Nevertheless, his masterwork, published in 1871, was titled The
Theory of Political Economy.' Jevons opens his analysis by declaring that
"value depends entirely upon utility." He goes on to say, "[W]e have only
to trace out carefully the natural laws of the variation of utility, as depending upon the quantity of a commodity in our possession, in order
to arrive at a satisfactory theory of exchange."
Here we have a restatement of Bernoulli's pivotal assertion that
utility varies with the quantity of a commodity already in one's possession. Later in the book Jevons qualifies this generalization with a statement typical of a proper Victorian gentleman: "the more refined and
intellectual our needs become, the less they are capable of satiety."

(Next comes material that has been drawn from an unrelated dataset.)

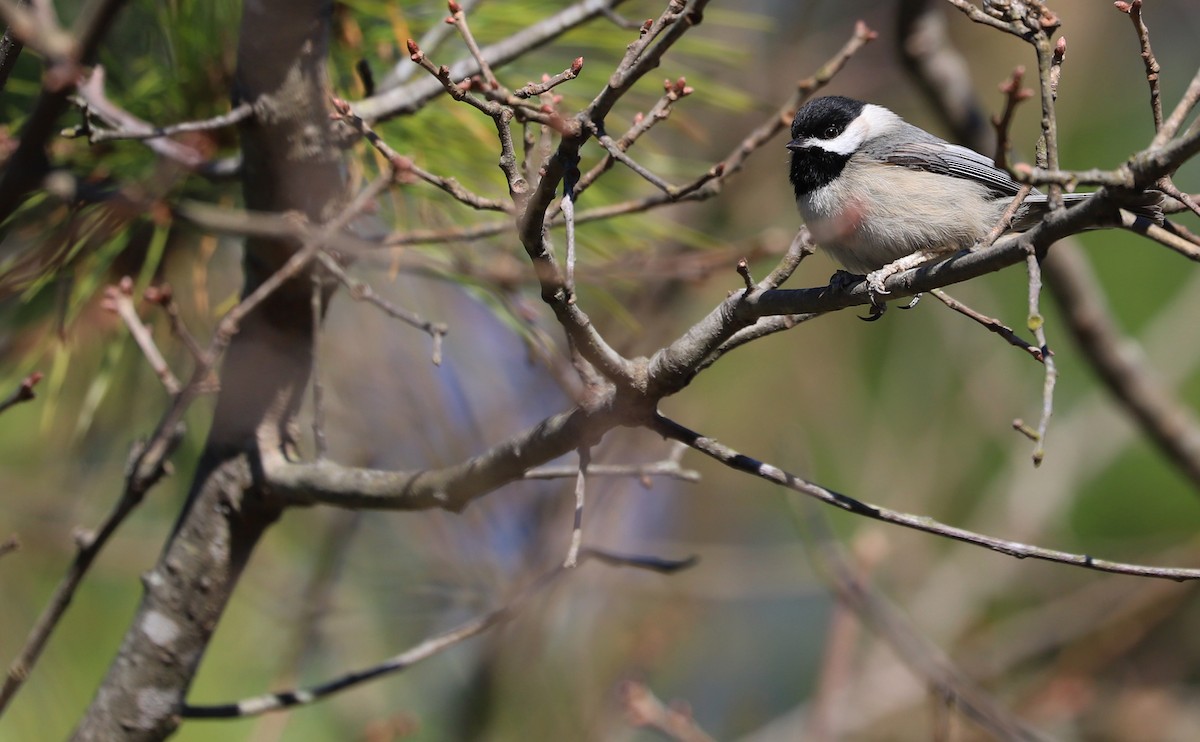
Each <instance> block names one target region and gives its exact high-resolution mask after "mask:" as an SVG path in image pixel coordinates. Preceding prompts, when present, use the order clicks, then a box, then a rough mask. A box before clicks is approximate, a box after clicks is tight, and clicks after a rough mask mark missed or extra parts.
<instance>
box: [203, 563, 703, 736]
mask: <svg viewBox="0 0 1200 742" xmlns="http://www.w3.org/2000/svg"><path fill="white" fill-rule="evenodd" d="M588 560H595V561H598V562H600V563H604V564H608V566H616V567H632V568H637V569H646V570H648V572H656V573H662V574H671V573H673V572H678V570H679V569H686V568H689V567H691V566H692V564H695V562H696V560H695V558H688V560H661V558H654V557H637V556H634V557H628V556H622V555H617V553H612V552H606V551H600V550H595V549H583V550H581V551H580V562H581V563H583V562H586V561H588ZM565 574H568V572H566V569H565V568H564V567H557V568H554V569H552V570H550V572H547V573H546V574H544V575H541V576H540V578H538V579H536V580H534V581H533V582H532V584H530V585H529V586H527V587H524V588H523V590H522V591H521V592H518V593H517V594H516V596H515V597H514V598H512V599H511V600H509V603H508V604H505V605H503V606H500V608H498V609H494V610H492V611H488V612H486V614H484V615H481V616H479V617H476V618H473V620H470V621H467V622H466V623H462V624H460V626H458V627H457V628H454V629H451V630H449V632H445V633H443V634H438V635H437V636H431V638H430V639H426V640H425V641H422V642H420V644H419V645H416V646H414V647H412V648H409V650H407V651H404V652H402V653H400V654H396V656H395V657H392V658H390V659H386V660H384V662H382V663H379V664H377V665H372V666H371V668H366V669H364V670H359V671H356V672H349V674H347V675H343V676H342V677H338V678H336V680H332V681H328V682H324V683H320V684H318V686H313V687H311V688H307V689H302V690H286V692H278V693H268V694H265V695H259V696H256V698H252V699H246V700H244V701H238V702H234V704H220V705H212V706H194V705H191V704H188V705H185V706H184V708H182V710H180V716H182V717H184V718H192V719H227V718H236V717H250V716H257V714H260V713H266V712H270V711H280V710H283V708H292V707H294V706H305V705H308V704H312V702H316V701H319V700H322V699H324V698H328V696H330V695H332V694H335V693H338V692H341V690H347V689H349V688H353V687H355V686H359V684H361V683H365V682H367V681H370V680H374V678H377V677H382V676H385V675H391V674H394V672H401V671H403V670H407V669H408V668H410V666H413V665H414V664H416V663H419V662H421V660H424V659H428V658H430V657H433V656H436V654H439V653H440V652H443V651H445V650H448V648H450V647H454V646H456V645H458V644H462V642H463V641H464V640H467V639H470V638H472V636H478V635H479V634H481V633H484V632H485V630H487V629H490V628H491V627H493V626H497V624H500V623H504V622H506V621H509V620H511V618H512V617H514V616H516V614H517V612H518V611H520V610H521V609H522V608H523V606H524V605H526V604H528V603H529V600H530V599H532V598H533V597H534V596H536V594H538V593H540V592H541V591H542V590H545V588H546V587H548V586H550V585H552V584H553V582H556V581H557V580H558V579H559V578H562V576H563V575H565Z"/></svg>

Jevons was confident that he had solved the question of value,
claiming that the ability to express everything in quantitative terms had
made irrelevant the vague generalities that had characterized economics up to that point. He brushed off the problem of uncertainty by
announcing that we need simply apply the probabilities learned from
past experience and observation: "The test of correct estimation of
probabilities is that the calculations agree with the fact on the average.
... We make calculations of this kind more or less accurately in all the
ordinary affairs of life."
Jevons takes many pages to describe earlier efforts to introduce mathematics into economics, though he makes no mention of Bernoulli. He
leaves no doubt, however, about what he himself has achieved:
Previous to the time of Pascal, who would have thought of measuring doubt and belief? Who would have conceived that the investigation of petty games of chance would have led to the creation of
perhaps the most sublime branch of mathematical science-the
theory of probabilities?
Now there can be no doubt that pleasure, pain, labour, utility,
value, wealth, money, capital, etc. are all notions admitting of quantity; nay, the whole of our actions in industry and trade certainly
depend upon comparing quantities of advantage and disadvantage.